## Line Graphs: SciQ and SC@k Performance Comparison
### Overview
The image contains two line graphs comparing performance metrics across different training methods. The top graph ("SciQ") tracks performance against the number of checkpoints, while the bottom graph ("SC@k") evaluates performance against the number of samples (k). Both graphs use percentage scores on the y-axis and numerical values on the x-axis.
---
### Components/Axes
#### SciQ Graph
- **X-axis**: "# Checkpoints" (0–7, integer increments)
- **Y-axis**: Percentage (%) (80–100, 2.5% increments)
- **Legend**:
- Green triangles: Iterative Learning (Pass@1)
- Green stars: Iterative Learning (Cumulative)
- Blue stars: Sampling Only (Cumulative)
- Dashed purple line: SFT Baseline (Pass@1)
- **Legend Position**: Top-left corner
#### SC@k Graph
- **X-axis**: "k" (10–60, integer increments)
- **Y-axis**: Percentage (%) (80–100, 2.5% increments)
- **Legend**:
- Blue triangles: Sampling Only (SC@k)
- Dashed purple line: SFT Baseline (Pass@1)

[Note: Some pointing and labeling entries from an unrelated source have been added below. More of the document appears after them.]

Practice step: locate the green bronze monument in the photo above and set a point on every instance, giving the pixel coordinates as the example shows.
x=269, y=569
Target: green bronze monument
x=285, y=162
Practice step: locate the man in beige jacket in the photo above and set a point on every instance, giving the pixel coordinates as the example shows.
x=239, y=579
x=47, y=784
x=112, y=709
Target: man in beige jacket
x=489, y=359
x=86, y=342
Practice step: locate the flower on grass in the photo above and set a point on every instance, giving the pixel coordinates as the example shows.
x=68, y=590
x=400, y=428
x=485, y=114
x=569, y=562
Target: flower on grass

- **Legend Position**: Top-right corner
---
### Detailed Analysis
#### SciQ Graph
- **Iterative Learning (Pass@1)**:
- Starts at 80.8% (checkpoint 0) and rises to 96.3% (checkpoint 7).
- Key values: 89.6% (1), 86.0% (2), 88.3% (3), 86.5% (4), 88.5% (5), 87.7% (6), 96.3% (7).

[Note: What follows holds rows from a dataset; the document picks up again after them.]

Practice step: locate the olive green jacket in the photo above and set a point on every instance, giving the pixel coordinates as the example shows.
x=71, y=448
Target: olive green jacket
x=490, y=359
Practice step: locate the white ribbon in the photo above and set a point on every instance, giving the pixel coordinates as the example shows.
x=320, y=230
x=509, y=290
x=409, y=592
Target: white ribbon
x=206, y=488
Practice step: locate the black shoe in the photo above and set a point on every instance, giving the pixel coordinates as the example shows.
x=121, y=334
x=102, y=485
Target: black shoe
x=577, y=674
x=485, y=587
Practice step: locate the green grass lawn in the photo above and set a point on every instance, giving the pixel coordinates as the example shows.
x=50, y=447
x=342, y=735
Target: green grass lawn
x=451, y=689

- **Trend**: Steady upward trajectory with minor fluctuations.
- **Iterative Learning (Cumulative)**:
- Starts at 91.2% (checkpoint 1) and increases to 95.9% (checkpoint 6).
- Key values: 91.2% (1), 93.9% (2), 95.9% (6).

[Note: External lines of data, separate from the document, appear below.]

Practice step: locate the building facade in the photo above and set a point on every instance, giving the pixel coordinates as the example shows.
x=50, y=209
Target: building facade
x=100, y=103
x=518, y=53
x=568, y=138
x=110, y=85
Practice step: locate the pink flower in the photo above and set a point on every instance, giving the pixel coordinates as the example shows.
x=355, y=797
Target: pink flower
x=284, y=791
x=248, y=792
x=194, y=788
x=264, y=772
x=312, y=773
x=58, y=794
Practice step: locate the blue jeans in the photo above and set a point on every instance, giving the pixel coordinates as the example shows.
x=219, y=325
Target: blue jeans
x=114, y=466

- **Trend**: Gradual upward slope.
- **Sampling Only (Cumulative)**:
- Starts at 82.8% (checkpoint 1) and rises to 91.5% (checkpoint 7).
- Key values: 82.8% (1), 86.4% (3), 89.8% (5), 91.5% (7).
- **Trend**: Consistent upward slope.
- **SFT Baseline (Pass@1)**:
- Flat line at 80.8% across all checkpoints.
#### SC@k Graph
- **Sampling Only (SC@k)**:
- Starts at 81.6% (k=10) and increases to 84.4% (k=60).
- Key values: 82.8% (k=15), 83.8% (k=20), 84.1% (k=25), 84.2% (k=35), 84.4% (k=60).
- **Trend**: Slight upward slope with diminishing returns.
- **SFT Baseline (Pass@1)**:
- Flat line at 80.8% across all k values.
---
### Key Observations
1. **SciQ Graph**:
- Iterative Learning (Cumulative) outperforms all methods, reaching 95.9% at checkpoint 6.
- Sampling Only (Cumulative) shows the steepest improvement among non-iterative methods.
- SFT Baseline remains stagnant at 80.8%, indicating no improvement with checkpoints.
2. **SC@k Graph**:
- Sampling Only (SC@k) improves marginally with increased k (81.6% → 84.4%).
- SFT Baseline remains unchanged, suggesting no benefit from scaling k.
---
### Interpretation
- **Iterative Learning Dominance**: The SciQ graph demonstrates that iterative learning methods (especially cumulative approaches) significantly outperform sampling-only and baseline methods. This suggests that iterative refinement of checkpoints is critical for high performance.
- **Diminishing Returns in Sampling**: The SC@k graph shows that increasing the number of samples (k) yields only modest gains for Sampling Only, implying that iterative strategies are more efficient than brute-force sampling.
- **SFT Baseline Limitation**: The flat performance of the SFT Baseline across both graphs highlights its inability to adapt to incremental improvements, positioning it as a static reference point.
- **Checkpoint vs. Sample Tradeoff**: While checkpoints drive substantial gains in SciQ, scaling samples (k) in SC@k has limited impact, emphasizing the importance of iterative training over static sampling.
The data underscores the superiority of iterative learning frameworks in dynamic evaluation settings, while sampling-only approaches offer incremental but less impactful improvements.